Then he saw the graveyard, just off the road. Fleeing from the house, he must have stumbled mindlessly past it before. It was well tended and there were two new graves, heaped with fresh earth, with carved wooden boards at the heads of each. He picked his way between other graves to them.

The inscriptions, not long completed by an unknown villager, said baldly on the one board: LAUREL CANATO.

And even more baldly on the other: UNKNOWN.

There were several other nameless headboards around, too, but they were old and weathered. This could only be Lee’s.

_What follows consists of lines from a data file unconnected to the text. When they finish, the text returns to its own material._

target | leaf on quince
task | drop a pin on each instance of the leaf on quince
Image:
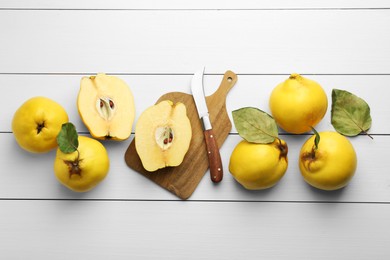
(350, 115)
(67, 138)
(255, 125)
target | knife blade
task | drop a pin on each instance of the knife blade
(214, 157)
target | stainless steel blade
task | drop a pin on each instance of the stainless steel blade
(200, 99)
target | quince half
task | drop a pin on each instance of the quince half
(162, 135)
(106, 106)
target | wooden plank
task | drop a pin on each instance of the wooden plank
(31, 176)
(250, 90)
(200, 4)
(191, 230)
(244, 41)
(183, 179)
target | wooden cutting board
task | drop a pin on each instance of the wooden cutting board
(182, 180)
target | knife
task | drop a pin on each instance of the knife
(215, 162)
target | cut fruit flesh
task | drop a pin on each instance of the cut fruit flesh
(163, 135)
(106, 106)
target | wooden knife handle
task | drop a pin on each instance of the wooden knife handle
(215, 162)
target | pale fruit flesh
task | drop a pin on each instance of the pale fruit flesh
(333, 164)
(163, 135)
(106, 106)
(36, 124)
(258, 166)
(298, 104)
(93, 164)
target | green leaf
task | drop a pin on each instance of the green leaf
(67, 138)
(255, 125)
(350, 115)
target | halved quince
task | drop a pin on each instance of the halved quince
(163, 135)
(106, 106)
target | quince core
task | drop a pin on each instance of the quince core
(106, 106)
(163, 135)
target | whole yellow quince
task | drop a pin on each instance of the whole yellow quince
(331, 165)
(298, 104)
(83, 169)
(259, 166)
(36, 124)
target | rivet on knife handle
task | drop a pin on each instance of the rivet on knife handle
(216, 171)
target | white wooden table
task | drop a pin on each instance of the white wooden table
(155, 46)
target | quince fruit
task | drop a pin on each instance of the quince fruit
(298, 104)
(36, 124)
(84, 168)
(258, 166)
(163, 135)
(330, 164)
(106, 106)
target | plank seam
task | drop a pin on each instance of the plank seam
(199, 9)
(199, 201)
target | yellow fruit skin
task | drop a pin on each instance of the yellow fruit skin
(35, 111)
(334, 164)
(258, 166)
(298, 104)
(94, 164)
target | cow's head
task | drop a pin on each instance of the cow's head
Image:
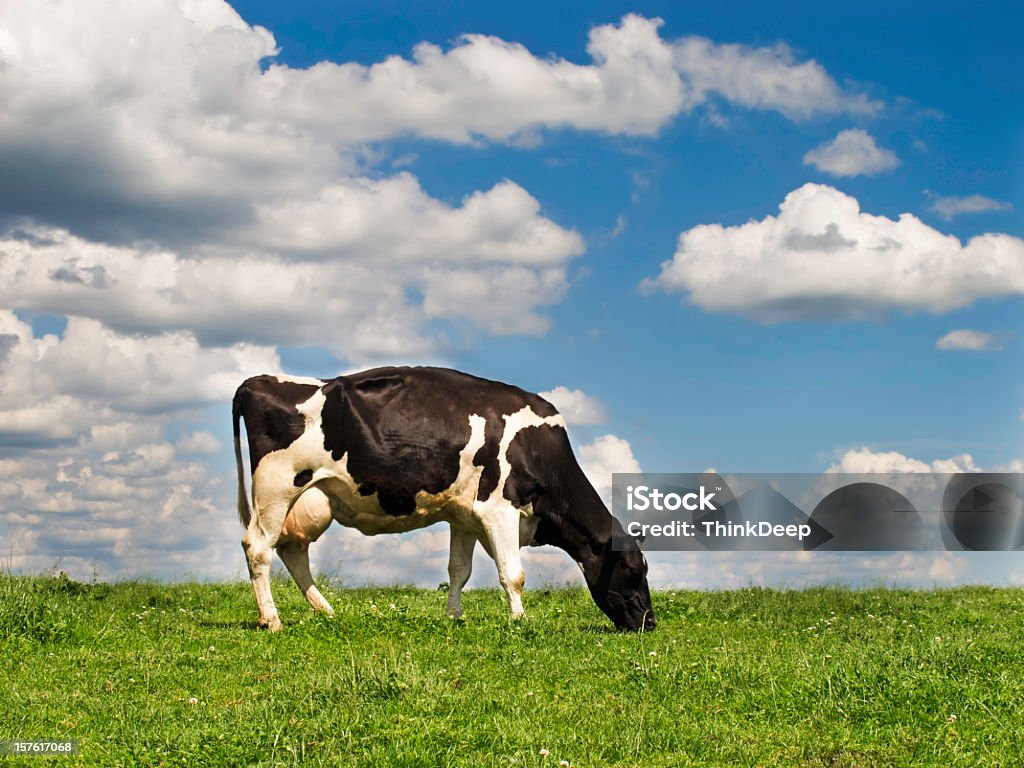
(617, 581)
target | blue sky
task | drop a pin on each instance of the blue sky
(190, 202)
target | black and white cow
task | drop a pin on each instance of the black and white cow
(396, 449)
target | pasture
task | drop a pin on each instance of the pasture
(151, 674)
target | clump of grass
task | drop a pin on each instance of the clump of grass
(41, 610)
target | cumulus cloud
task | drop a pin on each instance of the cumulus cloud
(865, 461)
(766, 79)
(222, 299)
(577, 407)
(172, 121)
(603, 457)
(199, 442)
(949, 208)
(189, 203)
(975, 341)
(89, 478)
(822, 257)
(852, 153)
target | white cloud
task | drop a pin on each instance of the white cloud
(852, 153)
(865, 461)
(975, 341)
(765, 79)
(579, 408)
(91, 379)
(199, 442)
(220, 299)
(949, 208)
(822, 257)
(603, 457)
(88, 475)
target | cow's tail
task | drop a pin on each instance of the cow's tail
(245, 511)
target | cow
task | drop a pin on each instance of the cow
(397, 449)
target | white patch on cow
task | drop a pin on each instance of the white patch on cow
(514, 424)
(312, 410)
(288, 379)
(503, 523)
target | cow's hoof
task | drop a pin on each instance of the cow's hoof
(272, 624)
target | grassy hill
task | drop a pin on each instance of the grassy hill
(151, 674)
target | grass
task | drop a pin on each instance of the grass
(151, 674)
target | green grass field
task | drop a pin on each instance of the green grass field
(151, 674)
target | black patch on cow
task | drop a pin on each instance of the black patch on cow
(403, 428)
(486, 457)
(268, 408)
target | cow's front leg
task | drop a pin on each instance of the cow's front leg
(460, 566)
(502, 531)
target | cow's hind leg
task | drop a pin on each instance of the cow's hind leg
(308, 518)
(258, 543)
(460, 566)
(501, 527)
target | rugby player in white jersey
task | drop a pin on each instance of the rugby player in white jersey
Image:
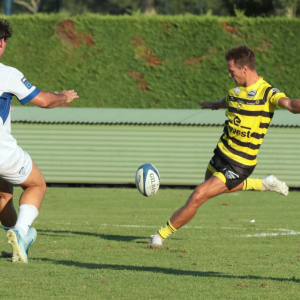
(16, 166)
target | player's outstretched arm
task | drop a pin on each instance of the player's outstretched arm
(293, 105)
(51, 100)
(222, 103)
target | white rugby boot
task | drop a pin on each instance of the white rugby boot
(271, 183)
(16, 239)
(30, 238)
(156, 240)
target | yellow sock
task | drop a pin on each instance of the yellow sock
(166, 231)
(252, 184)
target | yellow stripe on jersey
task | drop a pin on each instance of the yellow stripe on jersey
(249, 114)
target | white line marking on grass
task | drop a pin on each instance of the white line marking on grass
(285, 231)
(288, 232)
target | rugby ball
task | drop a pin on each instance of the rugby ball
(147, 180)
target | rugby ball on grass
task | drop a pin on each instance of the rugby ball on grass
(147, 180)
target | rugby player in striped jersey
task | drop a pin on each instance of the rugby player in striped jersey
(250, 108)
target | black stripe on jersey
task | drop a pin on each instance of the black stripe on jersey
(246, 101)
(236, 152)
(251, 113)
(239, 143)
(258, 135)
(264, 125)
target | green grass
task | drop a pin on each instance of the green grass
(85, 250)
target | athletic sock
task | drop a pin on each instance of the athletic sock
(253, 184)
(6, 228)
(27, 214)
(166, 231)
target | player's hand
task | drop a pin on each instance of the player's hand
(71, 95)
(209, 105)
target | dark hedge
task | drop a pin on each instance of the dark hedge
(149, 61)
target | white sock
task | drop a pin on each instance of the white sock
(27, 214)
(6, 228)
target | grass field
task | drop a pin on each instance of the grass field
(94, 244)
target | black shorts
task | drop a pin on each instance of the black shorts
(229, 173)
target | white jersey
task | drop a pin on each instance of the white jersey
(12, 83)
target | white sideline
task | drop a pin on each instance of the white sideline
(285, 231)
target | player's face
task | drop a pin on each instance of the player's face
(237, 74)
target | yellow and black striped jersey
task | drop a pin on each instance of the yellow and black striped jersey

He stood for a long time looking at it, remembering. But for the accidental death of Canato breaking up the amalgam, he himself would probably be filling another nameless grave here.

Just behind him, someone stepped on a twig and snapped it. He started violently and spun around.

It was Rosala. Surprise stunned him. He could only stare at her. She was wearing a tunic he’d never seen before. It was somewhat travel-stained. And she was lovely—lovelier even than he remembered—in the warm orange light.

She was smiling, yet on the verge of tears. She could say nothing, but held out her arms to him.

They embraced with passion.

After a time, he said, “How did you come to be here? I don’t understand. You said Petrans are forbidden to leave their own area. The law—”

“I broke the law, darling. I didn’t want to go on living on sufferance any longer. I decided I’d rather be dead.”

“Yet you’re alive.”

“Yes. I think more alive than I’ve ever been. Because I decided not to wait for my man to come back to me, but to go and seek him.”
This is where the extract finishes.